Now that you’re sending emails to a more engaged audience, and not wasting delivery to addresses that bounce or mark you as spam, your conversion rate will improve as the customers you are talking to have indicated that they’re interested in getting updates from you and can be tempted to make a purchase 📈

7. Lower cost per email

Each time you send an email it’s likely you are charged per email address you send to, regardless of whether that email is successfully delivered. So, it goes without saying that if you cut out all those email addresses that bounce, are rating your emails as spam or unsubscribing, your email delivery costs will shrink.

8. Higher ROI

Since your cost per email has decreased by removing those junky email addresses, your efficiency rate will improve. You’ll be spending less whilst increasing your engagement rates, leading to a higher return on investment.

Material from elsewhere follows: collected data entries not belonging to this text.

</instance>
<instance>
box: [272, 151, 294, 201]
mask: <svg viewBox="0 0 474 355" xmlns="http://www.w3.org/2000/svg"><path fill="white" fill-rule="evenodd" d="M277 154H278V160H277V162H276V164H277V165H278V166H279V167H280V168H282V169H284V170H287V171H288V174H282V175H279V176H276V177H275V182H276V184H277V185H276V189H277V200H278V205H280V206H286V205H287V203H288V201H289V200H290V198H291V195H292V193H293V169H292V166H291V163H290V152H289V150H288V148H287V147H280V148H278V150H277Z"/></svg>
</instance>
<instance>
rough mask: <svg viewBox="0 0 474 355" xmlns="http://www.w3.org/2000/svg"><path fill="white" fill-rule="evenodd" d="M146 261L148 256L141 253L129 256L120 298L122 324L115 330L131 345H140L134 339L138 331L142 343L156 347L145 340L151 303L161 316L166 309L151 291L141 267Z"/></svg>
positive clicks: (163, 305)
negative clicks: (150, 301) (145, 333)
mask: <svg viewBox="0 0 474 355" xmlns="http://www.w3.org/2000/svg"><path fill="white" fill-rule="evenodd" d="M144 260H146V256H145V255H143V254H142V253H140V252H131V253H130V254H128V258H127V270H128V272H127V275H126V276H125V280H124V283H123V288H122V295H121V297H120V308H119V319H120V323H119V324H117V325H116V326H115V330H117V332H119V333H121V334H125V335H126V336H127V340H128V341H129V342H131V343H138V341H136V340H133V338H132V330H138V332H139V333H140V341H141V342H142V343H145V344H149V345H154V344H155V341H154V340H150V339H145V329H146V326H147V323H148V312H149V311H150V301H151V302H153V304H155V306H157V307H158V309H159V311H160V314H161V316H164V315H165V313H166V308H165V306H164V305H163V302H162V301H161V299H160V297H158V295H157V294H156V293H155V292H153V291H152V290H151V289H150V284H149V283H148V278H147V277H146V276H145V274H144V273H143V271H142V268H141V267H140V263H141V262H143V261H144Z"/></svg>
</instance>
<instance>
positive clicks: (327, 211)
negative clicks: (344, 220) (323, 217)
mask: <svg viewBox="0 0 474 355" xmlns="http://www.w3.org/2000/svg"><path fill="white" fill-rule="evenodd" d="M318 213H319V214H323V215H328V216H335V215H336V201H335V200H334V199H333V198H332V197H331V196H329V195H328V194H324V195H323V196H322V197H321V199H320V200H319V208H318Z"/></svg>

How you use that money saving is up to you – perhaps you could take your team out for a celebratory social event! 🥂

9. Better reporting

Those pesky bad email addresses might be skewing your key email metrics due to incorrectly reporting the number of emails delivered. You know that ‘Emails Delivered’ number that you get back from your campaign software or ESP provider, yes that’s right – the same number that you use to calculate your Open Rate, Click Rate and Conversion Rate? Guess what? It might have a chunk of incorrect, spam trap or unknown (disappearing!) email addresses which will never convert, and therefore are making your email results look worse than they actually are.

10. More effective targeting 📌

Now that you’re a champion of measuring success based on truly engaged (and real) customers, you can delve a bit deeper into who your customers are, what they like, dislike, and how they want to be communicated with (you can test this in a variety of ways). With all that added insight you are now equipped with, you can get to work making your marketing even more effective and relevant for your customer base.